He supports the government's decision to test the stun guns, and hopes the findings will reassure the public that they are important tools for police.

"When we use the Taser gun it is the last resort before the real gun," said Dauphin. "That is why on the island … we made sure with our police authorities that [the stun gun] has to be used in a very restricted operation."

Dupuis is expected to hold a news conference Friday to give more details.

Taser International has not responded to the Quebec action. However, the company has criticized CBC/Radio-Canada's investigation, saying the testing methods were flawed.


----------



## chris_log (27 Mar 2009)

And when the police shoot somebody, cry is going to be made demanding "where were the tasers". 

I honestly think it's loose-loose when it comes to police use of force. No matter what the situation people get all up in arms when the police do more then politely ask someone to put their hands behind their back.

 :


----------



## JBoyd (27 Mar 2009)

Piper said:
			
		

> And when the police shoot somebody, cry is going to be made demanding "where were the tasers".
> 
> I honestly think it's loose-loose when it comes to police use of force. No matter what the situation people get all up in arms when the police do more then politely ask someone to put their hands behind their back.
> 
> :



I'll have to agree with you on that, It seems that the general populace just wants to find something to b***h about, and nothing will ever be good enough for them.


----------



## PMedMoe (27 Mar 2009)

If I'm understanding this correctly, the tasers were recalled due to malfunctions and presently only 167 still require testing.  Much like a recall on a vehicle, no?  Better to get them fixed then have another "incident" for people to gripe and moan about.


----------



## aesop081 (27 Mar 2009)

Piper said:
			
		

> And when the police shoot somebody, cry is going to be made demanding "where were the tasers".

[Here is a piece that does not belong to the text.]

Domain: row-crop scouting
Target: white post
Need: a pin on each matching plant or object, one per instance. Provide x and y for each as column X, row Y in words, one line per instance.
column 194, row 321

Thats exactly what happenned last week in Vancouver.


----------



## chris_log (27 Mar 2009)

CDN Aviator said:
			
		

> Thats exactly what happenned last week in Vancouver.



Well, that was what happened first. Now all the media reports, headlines and comments are around the fact that the police confronted the wrong guy. No mention, of course, that he came at them with a knife. Yeah, he may have been the wrong guy....but he still came at officers with a weapon. 

It makes me physically sick sometimes at how idiotic people are.


----------



## 2 Cdo (27 Mar 2009)

Piper said:
			
		

> Well, that was what happened first. Now all the media reports, headlines and comments are around the fact that the police confronted the wrong guy. No mention, of course, that he came at them with a knife. Yeah, he may have been the wrong guy....but he still came at officers with a weapon.
> 
> It makes me physically sick sometimes at how idiotic people are.



Unfortunately it's not against the law to be stupid! Darwinism at it's best.


----------



## chris_log (27 Mar 2009)

2 Cdo said:
			
		

> Unfortunately it's not against the law to be stupid! Darwinism at it's best.



It is when you use a knife. I sense that this person will become a martyr to the cause for the wackos from both sides of the political spectrum for 'defending' himself from the 'police state'. This is kinda getting off topic though...


----------